A drain on Africa’s public purses

While African leaders must take bolder measures to better manage and more equitably use their countries’ resources, we must recognise that a major obstacle lies beyond their shores. Their ability to convert their natural riches into increased prosperity for their citizens is compromised by the tax evasion and avoidance tools deployed by foreign investors.

Africa loses a staggering amount of money from the use of shell companies, offshore companies and tax havens by multinational companies. It is virtually impossible for the region’s understaffed and poorly resourced tax authorities to track payments through these opaque webs. Transfer pricing — the practice of shifting profits to lower tax jurisdictions — costs Africa US $38.4 billion annually. The international community has the responsibility to act; together, they must stop illicit tax practices from draining Africa’s public purses.

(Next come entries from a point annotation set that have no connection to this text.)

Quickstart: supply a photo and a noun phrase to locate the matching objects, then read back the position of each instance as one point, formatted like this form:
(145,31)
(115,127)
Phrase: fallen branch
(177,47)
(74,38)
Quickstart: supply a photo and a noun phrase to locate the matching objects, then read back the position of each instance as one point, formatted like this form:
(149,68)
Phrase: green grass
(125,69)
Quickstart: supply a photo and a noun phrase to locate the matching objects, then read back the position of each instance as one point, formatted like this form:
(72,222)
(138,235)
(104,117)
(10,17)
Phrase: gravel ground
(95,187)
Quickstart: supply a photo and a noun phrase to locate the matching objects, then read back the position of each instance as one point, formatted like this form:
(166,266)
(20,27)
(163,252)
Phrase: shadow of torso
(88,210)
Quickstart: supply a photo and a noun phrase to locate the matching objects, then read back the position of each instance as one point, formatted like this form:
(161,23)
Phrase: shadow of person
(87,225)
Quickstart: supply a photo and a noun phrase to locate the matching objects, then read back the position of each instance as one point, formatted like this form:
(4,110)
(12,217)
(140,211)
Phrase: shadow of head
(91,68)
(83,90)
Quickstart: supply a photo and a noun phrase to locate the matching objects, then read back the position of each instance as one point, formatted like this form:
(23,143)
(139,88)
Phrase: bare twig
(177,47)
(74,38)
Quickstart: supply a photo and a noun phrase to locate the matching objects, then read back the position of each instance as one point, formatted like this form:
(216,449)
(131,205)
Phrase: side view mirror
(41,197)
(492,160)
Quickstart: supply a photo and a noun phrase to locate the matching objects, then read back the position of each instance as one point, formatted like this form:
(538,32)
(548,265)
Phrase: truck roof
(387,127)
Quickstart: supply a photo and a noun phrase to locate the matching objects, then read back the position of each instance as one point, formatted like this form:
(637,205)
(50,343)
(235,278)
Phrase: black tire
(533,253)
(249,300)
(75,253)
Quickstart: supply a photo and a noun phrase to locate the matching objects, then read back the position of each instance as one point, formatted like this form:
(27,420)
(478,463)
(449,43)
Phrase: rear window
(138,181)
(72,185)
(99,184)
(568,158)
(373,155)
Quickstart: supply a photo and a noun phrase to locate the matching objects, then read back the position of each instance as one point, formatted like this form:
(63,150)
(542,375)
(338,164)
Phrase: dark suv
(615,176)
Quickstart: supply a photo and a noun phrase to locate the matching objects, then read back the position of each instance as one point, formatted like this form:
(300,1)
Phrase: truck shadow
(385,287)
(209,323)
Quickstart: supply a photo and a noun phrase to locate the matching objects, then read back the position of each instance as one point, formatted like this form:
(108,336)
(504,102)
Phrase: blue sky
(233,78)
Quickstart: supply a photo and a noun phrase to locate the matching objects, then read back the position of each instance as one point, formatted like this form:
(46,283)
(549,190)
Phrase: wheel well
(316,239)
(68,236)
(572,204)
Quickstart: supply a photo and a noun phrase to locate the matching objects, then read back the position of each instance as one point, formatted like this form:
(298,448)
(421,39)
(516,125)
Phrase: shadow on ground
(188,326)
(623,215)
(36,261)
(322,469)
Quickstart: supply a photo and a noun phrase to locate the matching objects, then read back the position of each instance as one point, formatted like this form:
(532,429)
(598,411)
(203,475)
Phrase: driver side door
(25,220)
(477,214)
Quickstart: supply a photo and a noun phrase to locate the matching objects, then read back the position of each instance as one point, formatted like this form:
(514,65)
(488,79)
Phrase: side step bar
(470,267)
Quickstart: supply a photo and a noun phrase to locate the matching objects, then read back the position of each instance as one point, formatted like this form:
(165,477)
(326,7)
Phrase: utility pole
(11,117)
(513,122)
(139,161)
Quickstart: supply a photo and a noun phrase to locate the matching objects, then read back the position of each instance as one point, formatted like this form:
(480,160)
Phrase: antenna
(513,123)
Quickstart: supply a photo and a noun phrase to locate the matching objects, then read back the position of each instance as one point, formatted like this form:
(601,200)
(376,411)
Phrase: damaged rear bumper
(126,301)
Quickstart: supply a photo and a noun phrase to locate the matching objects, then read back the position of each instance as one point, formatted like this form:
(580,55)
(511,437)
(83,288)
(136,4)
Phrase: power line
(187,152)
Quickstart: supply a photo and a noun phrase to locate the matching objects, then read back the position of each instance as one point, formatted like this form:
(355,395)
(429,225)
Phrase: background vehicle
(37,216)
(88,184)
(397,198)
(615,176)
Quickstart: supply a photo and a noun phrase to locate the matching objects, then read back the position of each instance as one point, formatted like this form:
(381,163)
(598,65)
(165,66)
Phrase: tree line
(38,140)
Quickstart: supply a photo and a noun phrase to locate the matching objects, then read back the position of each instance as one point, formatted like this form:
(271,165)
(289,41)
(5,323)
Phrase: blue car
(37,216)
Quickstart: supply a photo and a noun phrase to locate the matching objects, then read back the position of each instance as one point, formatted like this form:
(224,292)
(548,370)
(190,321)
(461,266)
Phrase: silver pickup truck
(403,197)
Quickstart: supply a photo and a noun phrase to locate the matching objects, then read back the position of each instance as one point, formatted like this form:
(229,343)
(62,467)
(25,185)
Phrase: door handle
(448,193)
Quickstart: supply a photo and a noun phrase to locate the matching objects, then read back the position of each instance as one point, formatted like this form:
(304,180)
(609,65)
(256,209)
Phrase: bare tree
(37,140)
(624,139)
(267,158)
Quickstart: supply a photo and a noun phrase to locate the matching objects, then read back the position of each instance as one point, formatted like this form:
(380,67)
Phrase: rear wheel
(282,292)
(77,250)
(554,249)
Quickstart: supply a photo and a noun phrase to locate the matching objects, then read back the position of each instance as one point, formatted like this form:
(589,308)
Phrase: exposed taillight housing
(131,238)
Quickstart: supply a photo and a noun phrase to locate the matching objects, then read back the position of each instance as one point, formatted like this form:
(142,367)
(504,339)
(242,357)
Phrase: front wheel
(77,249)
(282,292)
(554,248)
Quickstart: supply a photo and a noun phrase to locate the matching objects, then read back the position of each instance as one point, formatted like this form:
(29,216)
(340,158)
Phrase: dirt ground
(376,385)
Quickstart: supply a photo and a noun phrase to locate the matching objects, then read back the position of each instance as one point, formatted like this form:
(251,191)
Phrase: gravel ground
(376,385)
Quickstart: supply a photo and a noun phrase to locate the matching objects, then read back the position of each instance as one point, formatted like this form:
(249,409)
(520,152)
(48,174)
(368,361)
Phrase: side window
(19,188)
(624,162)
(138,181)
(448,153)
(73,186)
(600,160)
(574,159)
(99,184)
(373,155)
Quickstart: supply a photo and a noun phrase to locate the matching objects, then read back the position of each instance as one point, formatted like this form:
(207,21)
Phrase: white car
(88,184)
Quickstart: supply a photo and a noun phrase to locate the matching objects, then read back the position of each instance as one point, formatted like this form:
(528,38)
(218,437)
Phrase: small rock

A global response to tax evasion and avoidance

At the G8 summit in Northern Ireland last month, the leaders of the world’s major industrialised countries put tax and transparency firmly on the international agenda. The Lough Erne Declaration identified several measures needed to tackle tax evasion and avoidance, including exchanging information between tax authorities and strengthening developing countries’ capacity to collect the taxes owed to them. While the G8 leaders should be congratulated for taking these steps to create a fairer global business environment, much more remains to be done.

As the G20 finance ministers meet in Moscow today ahead of the G20 summit in September, they should build on these previous efforts. The United States and the European Union have already led the way by demanding increased transparency from oil, gas and mining companies. If implemented, the US Dodd-Frank Act and EU Accounting and Transparency Directives would make major inroads into stamping out corruption and improving accountability in the extractives sector. It is now time for all governments to commit to a global transparency standard modeled on these landmark measures.

There must also be greater legislative commitment to compel companies in every jurisdiction to disclose their ‘beneficial ownership’ – who ultimately owns, controls and benefits from them. For too long, companies in many countries have been able to operate under cloaks of anonymity, skirting law enforcement and tax authorities as well as corroding public trust. Creating public registries of company owners would help to stem the tide of tax evasion, money laundering and other illicit transfers.

It is clear that a shared global agenda has emerged on tackling illicit tax practices; this must now be followed by a shared global response.

Seizing the opportunity for change

This is a unique moment where world leaders, industry and civil society have overlapping interests for policy change at the highest levels. We must not let this opportunity slip away.

The international community can put an end to the secret, murky and exploitative deals that have robbed Africans of the gains of their natural resource wealth. By doing this, we will help to ensure that the revenues from Africa’s resources can be invested in its people, creating opportunities for future generations.